Fede Bal y una familia de artistas

Carmen Barbieri, su madre, estuvo presente ese 28 de diciembre cuando Fede Bal y su “Lola” debutaron en el teatro Luxor. Y sus palabras de orgullo le llenaron el alma. Sin dudas, el actor buscaba la aprobación de su madre a quien admira profundamente. “En ese debut pensé en mi mamá y también en mi papá (el fallecido cómico Santiago Bal), que hoy no está pero siento que me acompaña siempre. Es más, la bata que uso todas las noches es la de él y eso me emociona mucho por un lado y por el otro me hace sentir mucho respeto. Porque lo único que me queda como actor es un poco mi apellido”, dice Fede.

Para entender esa sensación, el actor explica que detrás suyo siente el peso de un gran linaje de artistas. Su bisabuelo, Guillermo Barbieri, fue guitarrista de Carlos Gardel. Su abuelo, Alfredo Barbieri, fue un capocómico en la época dorada de las revistas. Y sus padres, Carmen Barbieri y Santiago Bal, también se conocieron en los escenarios, haciendo teatro. Por eso, Fede Bal se crió entre camarines y bambalinas. Pero con el correr de los años, y con su vocación actoral y definida, asegura que al abrir la puerta de cada casting, lo hacía “como pidiendo permiso”. “Es que con tanto linaje atrás, todos esperan que seas tan bueno como para tocar con Gardel o ser un cómico de primera como mi abuelo o mi viejo”, revela.

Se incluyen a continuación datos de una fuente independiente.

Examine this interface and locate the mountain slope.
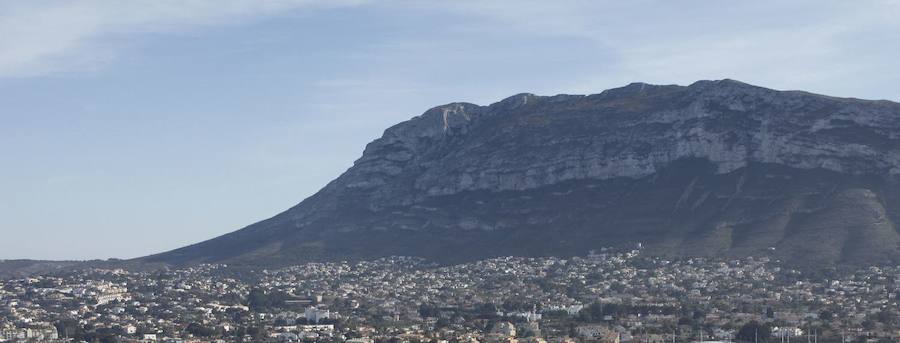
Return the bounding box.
[142,80,900,265]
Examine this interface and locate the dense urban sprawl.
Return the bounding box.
[0,249,900,343]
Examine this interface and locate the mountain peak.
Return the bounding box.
[147,79,900,264]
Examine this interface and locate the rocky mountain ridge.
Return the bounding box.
[144,80,900,264]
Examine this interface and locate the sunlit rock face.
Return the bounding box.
[148,80,900,264]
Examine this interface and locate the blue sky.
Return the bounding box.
[0,0,900,259]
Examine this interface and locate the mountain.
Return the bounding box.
[141,80,900,266]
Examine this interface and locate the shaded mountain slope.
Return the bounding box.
[141,80,900,265]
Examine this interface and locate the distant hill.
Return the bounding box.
[138,80,900,266]
[0,260,84,280]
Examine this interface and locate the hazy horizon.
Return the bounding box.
[0,0,900,260]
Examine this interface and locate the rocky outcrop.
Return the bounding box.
[142,80,900,263]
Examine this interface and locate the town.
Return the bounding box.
[0,248,900,343]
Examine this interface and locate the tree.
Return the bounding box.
[735,320,772,342]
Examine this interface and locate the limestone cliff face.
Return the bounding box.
[144,80,900,268]
[346,80,900,199]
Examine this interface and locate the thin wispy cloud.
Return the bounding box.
[0,0,365,77]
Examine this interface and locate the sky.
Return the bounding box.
[0,0,900,260]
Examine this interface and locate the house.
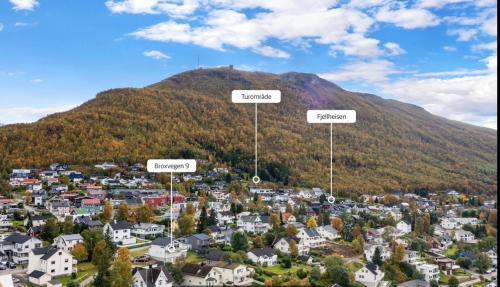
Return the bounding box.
[181,263,222,286]
[27,246,77,277]
[296,228,325,248]
[53,234,83,252]
[354,262,384,287]
[236,215,271,234]
[453,229,475,243]
[396,223,411,235]
[185,233,212,252]
[273,236,310,255]
[247,247,278,266]
[132,223,165,238]
[363,244,391,261]
[132,265,174,287]
[0,233,42,264]
[148,236,189,263]
[397,279,431,287]
[211,261,253,286]
[316,225,340,240]
[415,263,439,282]
[103,220,135,245]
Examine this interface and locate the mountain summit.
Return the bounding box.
[0,68,497,193]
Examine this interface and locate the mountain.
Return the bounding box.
[0,68,497,194]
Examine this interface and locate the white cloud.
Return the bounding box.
[378,56,497,128]
[384,42,406,56]
[319,60,399,83]
[0,105,76,124]
[130,4,381,58]
[447,29,477,42]
[10,0,39,11]
[443,46,457,52]
[375,6,440,29]
[105,0,199,17]
[143,50,170,60]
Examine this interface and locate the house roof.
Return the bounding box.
[28,270,45,279]
[181,263,212,278]
[109,220,130,230]
[249,247,274,257]
[133,266,174,287]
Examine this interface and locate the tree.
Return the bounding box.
[372,246,382,266]
[177,212,195,235]
[135,204,155,223]
[92,240,113,287]
[24,191,32,205]
[448,276,460,287]
[285,224,299,236]
[102,200,113,222]
[40,218,60,242]
[115,202,130,221]
[289,239,299,258]
[111,247,133,287]
[306,216,318,228]
[332,217,344,233]
[63,216,75,234]
[71,243,88,262]
[476,253,491,273]
[231,232,248,251]
[252,235,264,248]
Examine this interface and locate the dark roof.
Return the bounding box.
[365,262,378,275]
[133,266,174,287]
[250,247,274,257]
[4,233,31,243]
[207,250,226,261]
[181,263,212,278]
[33,246,59,260]
[109,220,131,230]
[28,270,45,279]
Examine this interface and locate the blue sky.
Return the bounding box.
[0,0,497,129]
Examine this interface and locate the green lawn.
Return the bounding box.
[186,250,204,263]
[444,244,457,257]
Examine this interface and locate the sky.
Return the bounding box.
[0,0,497,129]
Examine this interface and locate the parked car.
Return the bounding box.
[134,254,151,262]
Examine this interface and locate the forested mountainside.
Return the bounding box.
[0,68,497,196]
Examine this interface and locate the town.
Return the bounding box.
[0,161,497,287]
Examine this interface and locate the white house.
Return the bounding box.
[396,223,411,235]
[131,223,165,238]
[132,266,174,287]
[415,263,439,282]
[0,233,42,264]
[247,247,278,266]
[148,237,189,263]
[316,225,340,240]
[273,236,310,255]
[354,262,384,287]
[236,215,271,234]
[364,244,391,261]
[296,228,325,248]
[102,220,135,245]
[27,249,77,277]
[53,234,83,252]
[453,229,475,242]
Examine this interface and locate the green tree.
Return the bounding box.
[231,232,248,251]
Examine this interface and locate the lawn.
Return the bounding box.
[186,250,204,263]
[444,244,457,257]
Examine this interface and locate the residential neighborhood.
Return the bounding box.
[0,162,497,287]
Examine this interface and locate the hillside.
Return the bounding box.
[0,68,497,193]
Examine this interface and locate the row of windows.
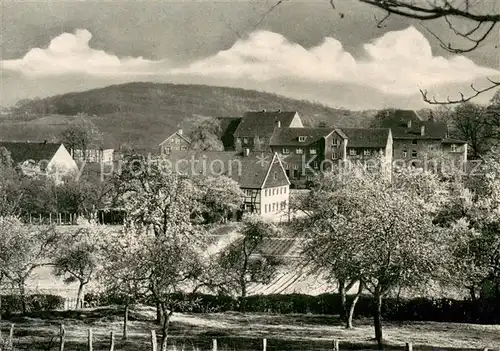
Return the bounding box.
[264,200,286,213]
[264,186,286,196]
[281,147,318,155]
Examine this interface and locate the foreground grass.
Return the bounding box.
[1,307,500,351]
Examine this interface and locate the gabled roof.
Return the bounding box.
[0,142,62,163]
[158,130,191,145]
[235,111,297,138]
[270,128,334,146]
[168,150,288,189]
[380,110,447,139]
[342,128,391,148]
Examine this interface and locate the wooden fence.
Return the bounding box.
[21,211,124,226]
[0,324,489,351]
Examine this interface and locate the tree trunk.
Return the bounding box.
[18,280,26,313]
[346,282,363,329]
[122,303,129,340]
[160,306,172,351]
[373,287,383,350]
[338,279,348,322]
[156,302,163,325]
[75,282,85,309]
[240,284,247,313]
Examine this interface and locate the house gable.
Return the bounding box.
[261,153,290,189]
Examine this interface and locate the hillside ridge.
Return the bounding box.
[0,82,374,149]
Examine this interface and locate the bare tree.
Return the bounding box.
[272,0,500,105]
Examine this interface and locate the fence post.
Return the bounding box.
[151,330,158,351]
[59,323,65,351]
[109,331,115,351]
[333,339,340,351]
[88,328,94,351]
[7,324,14,348]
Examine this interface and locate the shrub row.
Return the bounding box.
[0,294,64,315]
[85,294,500,323]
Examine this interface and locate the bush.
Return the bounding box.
[1,294,64,315]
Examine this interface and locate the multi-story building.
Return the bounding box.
[168,150,290,219]
[233,110,304,151]
[158,129,191,155]
[379,110,467,166]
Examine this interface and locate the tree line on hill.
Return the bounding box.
[0,142,500,349]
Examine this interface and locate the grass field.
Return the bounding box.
[1,306,500,351]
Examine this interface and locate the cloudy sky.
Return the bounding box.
[0,0,500,109]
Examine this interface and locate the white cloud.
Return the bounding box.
[2,29,162,77]
[2,27,499,96]
[172,27,499,95]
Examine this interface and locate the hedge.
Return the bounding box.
[85,293,500,324]
[0,294,65,315]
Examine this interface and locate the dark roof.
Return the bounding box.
[380,110,448,139]
[0,142,61,163]
[235,111,297,138]
[218,117,241,149]
[270,128,334,146]
[341,128,391,148]
[158,130,191,145]
[441,139,467,144]
[168,150,288,189]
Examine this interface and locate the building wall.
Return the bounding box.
[47,144,78,181]
[260,185,290,218]
[393,139,441,163]
[289,113,304,128]
[159,133,190,154]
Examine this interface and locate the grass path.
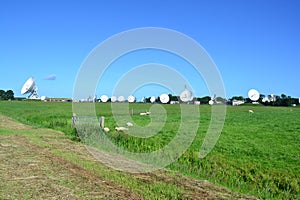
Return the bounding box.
[0,115,255,199]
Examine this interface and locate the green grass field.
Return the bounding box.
[0,101,300,199]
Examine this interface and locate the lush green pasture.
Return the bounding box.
[0,101,300,199]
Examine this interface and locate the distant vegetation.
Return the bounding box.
[0,101,300,199]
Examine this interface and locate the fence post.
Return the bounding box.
[72,113,76,126]
[100,116,105,128]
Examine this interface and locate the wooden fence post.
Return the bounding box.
[100,116,105,128]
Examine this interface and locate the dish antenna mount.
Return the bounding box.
[21,77,38,99]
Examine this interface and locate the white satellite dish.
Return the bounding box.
[21,77,38,99]
[110,96,117,102]
[118,96,125,102]
[127,95,135,103]
[159,94,170,103]
[150,96,155,103]
[41,96,46,101]
[179,89,194,102]
[248,89,259,101]
[100,95,108,102]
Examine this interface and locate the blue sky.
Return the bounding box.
[0,0,300,98]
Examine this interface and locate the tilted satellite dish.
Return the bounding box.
[248,89,259,101]
[179,89,194,102]
[41,96,46,101]
[127,95,135,103]
[110,96,117,102]
[118,96,125,102]
[150,96,155,103]
[100,95,108,102]
[159,94,170,103]
[21,77,38,99]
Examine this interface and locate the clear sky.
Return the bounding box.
[0,0,300,98]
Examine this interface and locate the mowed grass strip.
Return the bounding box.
[0,102,300,199]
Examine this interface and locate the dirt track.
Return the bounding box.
[0,116,255,199]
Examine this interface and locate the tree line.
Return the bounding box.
[0,90,15,100]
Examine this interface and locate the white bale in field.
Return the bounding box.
[126,122,133,126]
[140,111,151,115]
[115,126,128,131]
[103,127,109,132]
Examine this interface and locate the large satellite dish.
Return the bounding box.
[159,94,170,103]
[248,89,259,101]
[118,96,125,102]
[21,77,38,99]
[179,89,194,102]
[100,95,108,103]
[150,96,155,103]
[127,95,135,103]
[110,96,117,102]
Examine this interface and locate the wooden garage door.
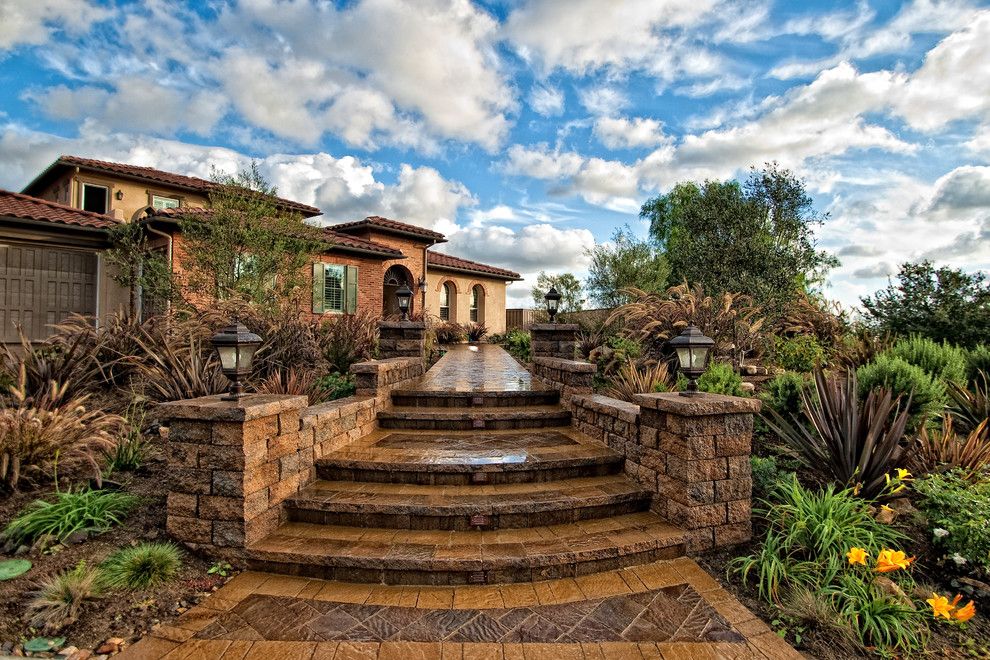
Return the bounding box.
[0,243,97,342]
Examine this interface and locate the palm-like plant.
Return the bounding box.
[763,369,911,497]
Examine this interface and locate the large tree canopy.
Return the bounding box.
[640,164,838,315]
[585,227,670,308]
[862,261,990,346]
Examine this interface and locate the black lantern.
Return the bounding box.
[212,322,261,401]
[543,286,561,323]
[395,283,412,321]
[670,325,715,396]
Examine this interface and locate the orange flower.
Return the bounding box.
[846,548,867,566]
[925,592,952,620]
[874,550,914,573]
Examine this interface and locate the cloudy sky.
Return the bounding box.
[0,0,990,305]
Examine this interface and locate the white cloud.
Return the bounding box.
[0,0,111,51]
[594,117,669,149]
[529,85,564,117]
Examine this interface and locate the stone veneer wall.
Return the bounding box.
[160,358,423,557]
[569,393,760,552]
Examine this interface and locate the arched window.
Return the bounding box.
[440,282,451,321]
[471,284,485,323]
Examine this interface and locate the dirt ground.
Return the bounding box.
[0,459,231,655]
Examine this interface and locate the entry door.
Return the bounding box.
[0,244,97,342]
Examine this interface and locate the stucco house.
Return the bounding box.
[0,156,521,343]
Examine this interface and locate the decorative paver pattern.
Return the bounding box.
[418,344,541,392]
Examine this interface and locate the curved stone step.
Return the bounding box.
[392,390,560,408]
[248,512,684,584]
[284,474,651,531]
[378,406,571,431]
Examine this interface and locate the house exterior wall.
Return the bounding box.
[426,266,506,333]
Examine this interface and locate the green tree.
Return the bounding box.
[861,261,990,347]
[533,270,584,314]
[640,164,838,316]
[585,226,670,307]
[104,222,172,316]
[180,163,327,305]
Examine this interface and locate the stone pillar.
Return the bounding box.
[378,321,426,360]
[159,394,315,556]
[529,323,580,360]
[636,393,760,552]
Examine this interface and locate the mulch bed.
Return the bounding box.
[0,458,232,655]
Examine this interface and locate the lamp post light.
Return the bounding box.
[212,321,261,401]
[543,286,561,323]
[395,283,412,321]
[670,325,715,396]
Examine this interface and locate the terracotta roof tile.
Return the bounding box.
[333,215,447,243]
[149,206,404,259]
[426,252,522,280]
[0,189,119,229]
[24,156,323,216]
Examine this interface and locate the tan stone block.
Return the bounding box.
[165,493,196,518]
[165,516,213,543]
[199,495,244,520]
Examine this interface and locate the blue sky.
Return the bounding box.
[0,0,990,305]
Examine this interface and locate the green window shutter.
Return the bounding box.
[313,261,326,314]
[346,266,357,314]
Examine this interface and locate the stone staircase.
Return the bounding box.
[248,390,685,585]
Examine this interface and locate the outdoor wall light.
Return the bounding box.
[395,283,412,321]
[670,325,715,396]
[543,286,561,323]
[212,321,261,401]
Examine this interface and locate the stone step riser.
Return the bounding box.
[247,544,684,586]
[316,458,623,486]
[392,392,560,409]
[285,493,651,532]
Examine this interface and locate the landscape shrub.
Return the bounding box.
[28,561,100,630]
[774,335,825,373]
[3,488,139,545]
[914,470,990,570]
[856,354,947,429]
[761,365,915,498]
[605,359,673,402]
[0,372,124,488]
[888,336,966,383]
[100,543,182,589]
[966,344,990,383]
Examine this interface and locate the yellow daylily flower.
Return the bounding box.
[875,550,914,573]
[846,548,867,566]
[925,592,952,620]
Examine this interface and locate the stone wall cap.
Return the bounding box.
[529,323,581,332]
[635,392,761,417]
[533,356,598,373]
[158,394,309,422]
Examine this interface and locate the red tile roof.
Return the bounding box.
[23,156,323,217]
[142,206,404,259]
[333,215,447,243]
[426,252,522,280]
[0,189,119,229]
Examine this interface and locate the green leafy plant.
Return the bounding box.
[28,562,100,630]
[889,335,966,383]
[3,489,139,544]
[763,369,910,497]
[856,355,947,429]
[914,470,990,569]
[774,335,825,373]
[100,543,182,589]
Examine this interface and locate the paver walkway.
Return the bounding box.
[126,345,801,660]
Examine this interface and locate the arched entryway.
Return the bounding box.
[382,264,416,318]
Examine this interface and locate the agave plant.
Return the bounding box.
[948,371,990,431]
[763,369,911,497]
[912,415,990,480]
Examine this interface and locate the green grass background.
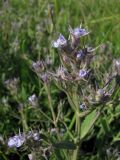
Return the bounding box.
[0,0,120,159]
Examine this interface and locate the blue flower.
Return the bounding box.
[8,135,25,148]
[52,34,67,48]
[76,50,85,60]
[69,27,89,39]
[79,69,89,78]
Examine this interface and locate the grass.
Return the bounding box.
[0,0,120,160]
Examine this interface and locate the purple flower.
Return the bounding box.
[8,135,25,148]
[69,27,89,39]
[52,34,67,48]
[28,94,38,106]
[79,69,89,78]
[80,103,86,110]
[76,50,85,60]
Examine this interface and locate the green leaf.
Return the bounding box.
[80,110,100,139]
[53,141,76,150]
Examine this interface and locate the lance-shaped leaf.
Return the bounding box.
[80,110,100,139]
[53,141,76,150]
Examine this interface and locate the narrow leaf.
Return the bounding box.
[80,110,100,139]
[53,141,76,150]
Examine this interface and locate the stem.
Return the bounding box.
[20,108,28,132]
[45,84,56,127]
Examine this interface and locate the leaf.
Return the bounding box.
[80,110,100,139]
[53,141,76,150]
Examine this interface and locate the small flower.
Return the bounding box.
[76,50,85,60]
[80,103,86,110]
[8,135,25,148]
[39,73,50,83]
[50,128,57,135]
[32,132,40,141]
[28,94,38,106]
[69,27,89,39]
[52,34,67,48]
[32,61,45,72]
[78,69,89,78]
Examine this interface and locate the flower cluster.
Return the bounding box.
[51,27,120,109]
[7,131,40,148]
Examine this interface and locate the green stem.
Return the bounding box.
[20,108,28,132]
[45,84,56,127]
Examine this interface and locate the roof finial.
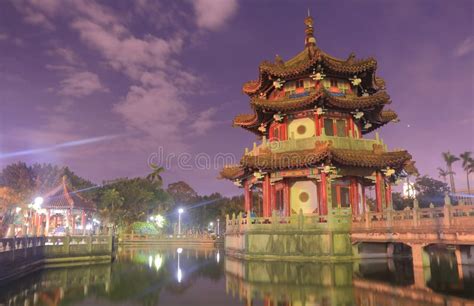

Y al hablar de Alfredo Barbieri y Santiago Bal, hace una salvedad. “Ambos se trasvestían en las revistas que protagonizaban. Fueron los primeros acercamientos al transformismo. Por su puesto que lo hacían desde un lugar más de la comedia e interpretando a un homosexual muy ochentoso. Eran esas ´maricas´ como el Huguito Araña que interpretaba Hugo Arana. Ese era un personaje hermoso pero en esa época el humor era muy machista, no estaba deconstruido. De hecho en las revistas de mi viejo había muchísimos chistes machistas. Por suerte, le pudimos dar un giro a eso en la última revista que hizo y que yo escribí y dirigí. Le dimos un nuevo aire, y una vuelta de tuerca al género”, recuerda.